There are sections of my house that are spotless. Yes, I vacuumed the bedrooms. And, yes, I ran a load of laundry. But did I change the sheets on the bed? Did I wash towels and pillows? Did I organize his favorite foods and physician-approved snacks to make them easier for him to access while he recuperates tomorrow? No. Absolutely not. Because I wasn’t cleaning with a clear, logical mind. I was cleaning with an anxious one.

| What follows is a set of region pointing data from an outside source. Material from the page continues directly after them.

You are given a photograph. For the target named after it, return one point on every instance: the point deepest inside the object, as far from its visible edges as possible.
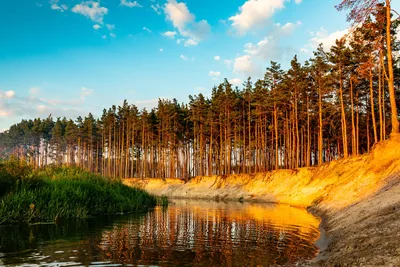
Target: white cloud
(304, 50)
(41, 108)
(7, 94)
(178, 14)
(200, 89)
(110, 27)
(184, 21)
(34, 91)
(148, 104)
(86, 92)
(157, 8)
(254, 14)
(244, 64)
(228, 63)
(92, 10)
(327, 39)
(55, 6)
(236, 81)
(214, 74)
(288, 28)
(169, 34)
(130, 4)
(191, 42)
(269, 48)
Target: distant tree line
(338, 103)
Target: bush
(52, 193)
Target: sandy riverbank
(358, 199)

So, instead of wiping down our inexplicably sticky and crumb-filled couch (where he’ll be resting tomorrow), I took an old toothbrush and scrubbed all of our coasters clean. Instead of putting away the dishes, or going shopping for foods he’ll be able to eat and enjoy, I reorganized our china hutch to better fit all of our serving dishes. I took a cover off an old chair to put in the wash (a chair that he never sits in). I disassembled the kitchen sink so that I could scrub the drains with stainless steel polish. Then I also polished the faucet and drip rails. I went out in the garage and collapsed all of the cardboard boxes to take them to the recycling center. I wiped the dust off of his drill, for fuck’s sake.

I spent no time with my daughters.

I told them that Mommy was “busy preparing for Daddy’s surgery tomorrow.”

But that’s not true.

I was busy desperately trying to calm my crazed mind.

I was busy trying to make everything out there look neat and organized, so I could convince myself that everything in here was under control.

And I’m worried that they’re noticing. That they’re starting to understand. (I’ve noticed that my youngest daughter won’t go to sleep at night if her room is messy. She HAS to have her toys put away. I get it, little girl. I so get it.)

Friends tell me that I have a clean house.

They praise my ability to make toys disappear. To make counter and stove tops shine. My power washing skills are renowned throughout my neighborhood.

I tell them that they shouldn’t praise me.

I’m not being humble. They really shouldn’t.

Because I don’t clean out of a sense of joy. But a sense of fear.

Sure, it looks good.

But it isn’t good.

There IS no “good” anxiety.

I don’t ask for it often, so if my darling readers could send my husband some good vibes, thoughts, and wishes for his procedure tomorrow, I’d be really appreciative! He’s the other half of my heart. And I’m not ashamed to say it.